The history of semiconductor manufacturing equipment and data usage

It is no exaggeration to say semiconductor manufacturing equipment and data usage have evolved hand in hand.
Now, each unit of semiconductor manufacturing equipment has hundreds of sensors attached to it, and the data from these sensors are constantly monitored and analyzed to further improve the process accuracy and production efficiency. This process is similar to how the Internet of Things (IoT) is supposed to work: the IoT requires sensors to be attached to everything, and massive amounts of sensor data need to be gathered and analyzed to generate value.
In that sense, it may be claimed that semiconductor manufacturing equipment is the forerunner of the IoT.

Use cases of AI on the semiconductor manufacturing industry

The semiconductor manufacturing industry has a long history of utilizing data in its operations. For example, the industry has been using virtual metrology (methods for predicting the virtual processing outcome based on sensor data) and FDC (fault detection & classification) for nearly 20 years.
Semiconductor manufacturing is mainly divided into three phases; namely, development, ramp up, and volume production. The use of data is essential to each of these phases.
To reduce time to market for new products, semiconductor manufacturers must put priority on shortening development turnaround time and ramp-up period, and on attaining stable product quality in the volume production phase. With regard to state-of-the-art semiconductor manufacturing equipment, in particular, customers are demanding greater use of data science to stabilize chip quality, since process control is becoming increasingly complex and difficult.

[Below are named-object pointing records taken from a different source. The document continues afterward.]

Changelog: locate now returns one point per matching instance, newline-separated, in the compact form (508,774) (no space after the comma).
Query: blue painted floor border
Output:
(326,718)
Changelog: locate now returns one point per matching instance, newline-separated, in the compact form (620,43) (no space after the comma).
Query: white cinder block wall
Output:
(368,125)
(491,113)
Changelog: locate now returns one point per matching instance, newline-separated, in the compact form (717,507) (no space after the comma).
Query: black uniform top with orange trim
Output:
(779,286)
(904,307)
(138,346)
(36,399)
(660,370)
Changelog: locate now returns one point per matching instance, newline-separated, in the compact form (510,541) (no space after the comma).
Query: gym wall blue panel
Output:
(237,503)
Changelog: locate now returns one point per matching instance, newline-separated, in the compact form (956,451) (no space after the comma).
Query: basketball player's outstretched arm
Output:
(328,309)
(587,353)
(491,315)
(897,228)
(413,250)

Uniqueness of TEL’s data science

Building on its expertise and experience with semiconductor manufacturing equipment, Tokyo Electron Limited (TEL) is now seeking to integrate its full capabilities in such areas as sensor technology, data science (including AI), and data engineering (i.e., handling of massive and diverse data), in order to identify and solve our customers’ real problems.
As new technologies are continually proposed and demonstrated, new AI algorithms are also being put forward on a daily basis. If we are to choose, combine, or invent optimum algorithms for any semiconductor manufacturing equipment, we need to fully understand our customers’ problems as well as know everything about the equipment.
For example, TEL engineers have drawn upon their accumulated knowledge of the equipment to focus on the sensor data that indicate the plasma states within the equipment. The team is now customizing the latest machine learning algorithms by taking the sensor characteristics into account, in the hope of achieving new virtual metrology that is more accurate than a conventional method that relies on simple use of generic algorithms.


The semiconductor manufacturing equipment industry has been using data science from early on to solve customers’ problems.
As the development of semiconductor manufacturing processes becomes increasingly complex and difficult, the role of data science will only become more critical.

TEL’s broad product line has given us a unique set of capabilities to solve customers’ problems through the intense use of data science. We intend to deliver our customers ever greater value by proposing comprehensive solutions.